The pFLAG-CTC expression vector (Sigma Aldrich #E8408) was maintained in E. coli DH10B. Purified pFLAG-CTC was digested with SalI and XhoI restriction enzymes. A synthetic polylinker generated from phosphorylated oligonucleotides 3xFLAG-linkerA and 3xFLAG-linkerB (S2 Table) was ligated into the digested vector to generate p3xFLAG. The csgD open reading frame was PCR amplified from S. Typhimurium 14028 or S. Typhi CT18 genomic DNA using primers csgD-ORF-start and csgD-ORF-end (S2 Table), followed by digestion with XhoI and BamHI. The csgD fragments were ligated into XhoI- and BglII-digested plasmid to generate p3xFLAG/csgD^14028 and p3xFLAG/csgD^CT18. Insertion of the 3xFLAG polylinker and csgD ORF was confirmed by DNA sequencing. The csgD^CT18 allele does not have the 3xFLAG linker attached because of the premature stop codon in the 3’ end of csgD. The resulting p3xFLAG vectors were transformed into S. Typhimurium ΔcsgD prior to analysis of biofilm formation.

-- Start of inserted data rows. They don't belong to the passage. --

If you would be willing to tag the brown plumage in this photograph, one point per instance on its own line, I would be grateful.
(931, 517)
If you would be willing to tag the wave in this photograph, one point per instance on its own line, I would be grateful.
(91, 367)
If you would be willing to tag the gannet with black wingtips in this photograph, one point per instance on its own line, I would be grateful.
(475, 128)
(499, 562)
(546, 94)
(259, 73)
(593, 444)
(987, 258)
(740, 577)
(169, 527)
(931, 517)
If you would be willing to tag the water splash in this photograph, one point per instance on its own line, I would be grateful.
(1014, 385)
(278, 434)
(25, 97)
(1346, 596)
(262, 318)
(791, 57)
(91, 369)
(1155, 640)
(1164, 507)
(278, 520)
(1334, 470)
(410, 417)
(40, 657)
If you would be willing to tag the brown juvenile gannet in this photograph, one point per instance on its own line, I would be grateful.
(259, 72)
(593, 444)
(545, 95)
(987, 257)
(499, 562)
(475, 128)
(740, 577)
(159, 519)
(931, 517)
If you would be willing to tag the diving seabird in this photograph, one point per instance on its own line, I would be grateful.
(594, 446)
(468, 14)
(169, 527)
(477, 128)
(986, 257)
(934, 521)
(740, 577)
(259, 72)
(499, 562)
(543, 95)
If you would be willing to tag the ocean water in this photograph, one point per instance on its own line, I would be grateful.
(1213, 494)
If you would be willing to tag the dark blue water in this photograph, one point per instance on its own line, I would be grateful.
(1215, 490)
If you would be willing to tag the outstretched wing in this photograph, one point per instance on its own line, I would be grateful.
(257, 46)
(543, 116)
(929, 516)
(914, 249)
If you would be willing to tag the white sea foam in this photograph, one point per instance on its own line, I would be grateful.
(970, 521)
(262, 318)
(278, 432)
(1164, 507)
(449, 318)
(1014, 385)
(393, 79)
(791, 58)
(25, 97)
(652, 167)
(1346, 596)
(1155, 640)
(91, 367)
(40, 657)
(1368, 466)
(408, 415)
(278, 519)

In silico detection of identified polymorphisms in Salmonella serovar Enteritidis and serovar Typhimurium strains

S. Enteritidis D77 is one of 167 isolates recently sequenced and described as being part of a distinct clade of S. Enteritidis featuring genomic degradation and geographical restriction to central and eastern Africa [10]. Similarly, S. Typhimurium D23580 is part of a unique lineage of S. Typhimurium, consisting of isolates from sSA [48]. Genome assemblies of the S. Enteritidis and S. Typhimurium isolates were investigated for the presence or absence of csgD promoter or bcsG SNPs through in silico PCR. Primers of the csgD sequence with a SNP in the promoter region were searched for in the genome assemblies using in_silico_pcr.py script (https://github.com/simonrharris/in_silico_pcr), allowing zero changes for a match. Names and accession numbers for each strain included in the SNP screening are listed in S3 and S4 Tables. A similar approach was followed to screen the genome sequences of 248 diverse S. enterica isolates [94], as well as 82 strains of serovar Enteritidis that are part of the West Africa lineage of strains originally described by Feasey et al. [10].

Statistical analysis

Statistical analysis was performed using GraphPad Prism versions 7.0c and 8.0.2. Data collected from promoter-reporter luciferase assays was reported as the maximum luciferase expression measured during the course of the experiment, and was expressed as the mean ± the standard deviation. This data was logarithmically transformed and evaluated for normal distribution using the Shapiro-Wilk normality test. If the data was normally distributed, comparisons of the mean maximum luciferase expression levels obtained from multiple experiments were performed using an ordinary one-way ANOVA with post-hoc analysis via Holm-Sidak’s multiple comparisons test with statistical significance set at p < 0.05. If the data was not normally distributed, comparisons were performed using the Kruskal-Wallis test with post-hoc analysis via Dunn’s multiple comparison test with statistical significance set at a p value of 0.05.

Data availablility

All numerical data and statistical analysis has been deposited in figshare (https://figshare.com/) and is publicly available at doi: https://doi.org/10.6084/m9.figshare.8220866.v1. The Illumina paired end sequence reads comprising the genome sequences of S. enterica suspecies enterica serovar Enteritidis strains have been deposited in the Sequence Read Archives (strain 301—SAMN11956692; strain ATCC 4931—SAMN11956691).